Step 3: The Defendant is Served
Due to the nature of the case, the defendant, or abuser, is generally served by the sheriff’s department or one of the local law enforcement agencies in order to distance the accuser from them. Once the defendant has received the service the court order is completely binding and they may not violate its terms.
Step 4: The Hearing
At the hearing there are two possible ways to achieve a final protection order. The first is that the defendant and accuser reach an agreement on their own and submit this agreement in writing to the judge. The second is that the judge will listen to both parties’ arguments and make a judgment based upon that and any other available information.

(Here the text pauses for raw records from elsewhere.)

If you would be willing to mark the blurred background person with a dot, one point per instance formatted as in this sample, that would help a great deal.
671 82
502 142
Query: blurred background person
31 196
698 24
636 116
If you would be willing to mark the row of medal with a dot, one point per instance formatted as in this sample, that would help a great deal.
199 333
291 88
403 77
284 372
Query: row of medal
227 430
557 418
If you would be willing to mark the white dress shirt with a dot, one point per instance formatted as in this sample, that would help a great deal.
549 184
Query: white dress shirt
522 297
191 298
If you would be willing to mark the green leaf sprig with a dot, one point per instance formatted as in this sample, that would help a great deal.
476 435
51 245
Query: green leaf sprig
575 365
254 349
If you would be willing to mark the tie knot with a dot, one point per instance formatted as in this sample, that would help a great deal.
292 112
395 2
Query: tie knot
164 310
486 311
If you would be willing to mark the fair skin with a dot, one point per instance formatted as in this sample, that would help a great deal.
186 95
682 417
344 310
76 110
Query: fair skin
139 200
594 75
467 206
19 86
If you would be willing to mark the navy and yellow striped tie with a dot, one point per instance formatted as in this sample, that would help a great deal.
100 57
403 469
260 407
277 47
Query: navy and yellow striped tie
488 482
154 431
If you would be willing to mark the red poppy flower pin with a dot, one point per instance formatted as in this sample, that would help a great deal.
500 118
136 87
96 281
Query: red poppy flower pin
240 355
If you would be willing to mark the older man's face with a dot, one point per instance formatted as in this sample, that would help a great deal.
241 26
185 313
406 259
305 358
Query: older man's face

Step 5: Understanding the Final PFA Order
When the hearing is concluded, should the judge issue a final protection order, the order may be instituted for up to three years at a time and is valid in all US states. The PFA may include any of the following:
• Direct the abuser not to abuse, threaten, stalk, or harass you or your minor children
• Direct the abuser to stay away from your place of residence, even if that is also the abuser’s residence
• Direct the abuser to stay away from your school or work
• Prohibit the abuser from having guns or obtaining a gun permit
• Award you temporary custody of your children and award or deny visitation (including supervised visitation) to the abuser
• Grant you temporary support for yourself as well as your and / or the abuser’s children
• Direct the abuser to pay you for losses incurred due to the abuse, including but not limited to attorney’s fees, relocation expenses, and medical bills
• Grant any other relief or terms necessary to bring an end to the abuse, including sending the abuser to a domestic violence program
Due to the upper time limit of three years, you will have to renew the order before it has concluded if you wish to avoid a period in which it is not legally binding. Otherwise, you risk having to begin the whole process again.